Iwan Baan Photography from NYTimes.com
Maggie Steber from NYTimes.com
The much anticipated Miami Beach parking garage designed by Herzog and de Meuron was featured this week on the NYTimes.com, and it highlights the use of the space for a black-tie wedding ceremony and other short term spectacles like open air yoga classes, wine tastings
and dinner parties.
The parking deck has a few tricks up it's sleeve that make it perform well as both a garage and a public space. First, it has high ceilings, in some places 34 feet! Next, it has removable parking barriers. A unique open staircase and sculptures help make it inviting, and it even has a boutique clothing store tucked into the fourth level!

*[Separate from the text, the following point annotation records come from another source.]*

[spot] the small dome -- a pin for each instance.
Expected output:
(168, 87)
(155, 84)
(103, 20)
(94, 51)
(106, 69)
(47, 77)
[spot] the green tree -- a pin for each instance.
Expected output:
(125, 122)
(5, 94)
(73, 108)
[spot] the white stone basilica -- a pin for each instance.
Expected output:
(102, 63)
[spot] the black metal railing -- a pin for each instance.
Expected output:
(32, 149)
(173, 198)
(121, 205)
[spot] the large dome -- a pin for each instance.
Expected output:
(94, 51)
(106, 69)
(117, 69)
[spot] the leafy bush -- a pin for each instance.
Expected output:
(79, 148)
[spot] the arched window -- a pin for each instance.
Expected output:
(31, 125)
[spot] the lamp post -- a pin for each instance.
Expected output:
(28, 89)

In the midst of creating more civic spaces from all sorts of infrastructure that are usually reserved for automobiles and trains (SF Pavement to Parks, Sunday Streets SF, The Highlineand the many parks it inspires) it's exciting to see this phenomenon tackle the motherlode of underutilized, unfriendly typologies, gigantic parking decks. As the owner points out in the article: “This is not a parking garage,” Mr. Wennett said. “It’s really a civic space.” It is amazing to think that something as mundane as parking could be made premium, $4/hour instead of the usual $1.
While most parking garages are not blessed with all of these assets or a $65 Million budget and world-class design, it is exciting to imagine the copycats that may emerge in the future and make the blight of so many city centers into an inhabitable space for people, not just cars.